Fall Photography: Easy & Effective Post Processing Tips

October 15, 2020/in Seasons and Weather/by Chrissy Donadi

Photographing fall colors is an exciting time of year for landscape photographers.  Fall foliage adds captivating colors throughout the entire day, not just at sunrise and/or sunset. However, fall photography images often fall flat when you see them on your computer screen compared to what you experienced in person. Understanding how to use saturation, vibrance, contrast, texture, clarity, and dehaze in your post-processing will make your autumn colors realistically pop in your fall photography.

Fall Photography by Chrissy Donadi

Vibrant Fall Colors in Autumn

Focus for Fall Photography

So often with fall photography images, we focus on the leaves. It makes sense that they take the spotlight, but leaves also provide the opportunity for unwanted blur. Leaves take but a simple puff of air to move and are often swaying during your photo shoots.

Therefore, before we jump into the post-processing tips, it is important to be mindful of shutter speeds in the field.  Make a conscience choice and decide if the shutter speed is enough to freeze any potential movement, if you are okay with a blur, or if you will need to take multiple exposures and combine the images later in post. Zoom in on your camera’s LCD and review the small details as well as the edges of the composition for proper sharpness. This is the only way to guarantee you have the proper images to create your perfect fall image. Editing sharpness into a blurry image isn’t something you want to make a habit. Now, onto the post-processing!

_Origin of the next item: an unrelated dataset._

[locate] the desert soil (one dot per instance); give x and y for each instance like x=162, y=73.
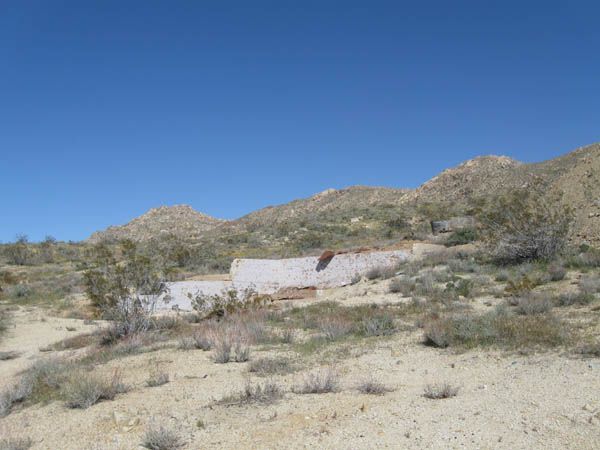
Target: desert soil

The Difference in the Basic Panel’s Saturation and Vibrance

One of my first steps in post-processing is to make global adjustments, changes that impact the image as a whole.  In the Basic Panel of Adobe Lightroom, the Saturation and Vibrance sliders will apply global changes to your image, but it is important to understand the difference between the two.

Saturation Adjustment in Lightroom

The Saturation slider is a uniform adjustment to the saturation of all colors in your image.  It will saturate every color in your photo equally, no matter if it is a highlight, shadow, or midtone, even if some colors are more intense than others straight out of the camera.  With fall photography, this choice isn’t always the best route.  For example, if a photo starts with only a strong intense red color, the saturation slider may be too strong of an effect. This is because it may push the red to an unrealistic result even though it brings the muted colors to life.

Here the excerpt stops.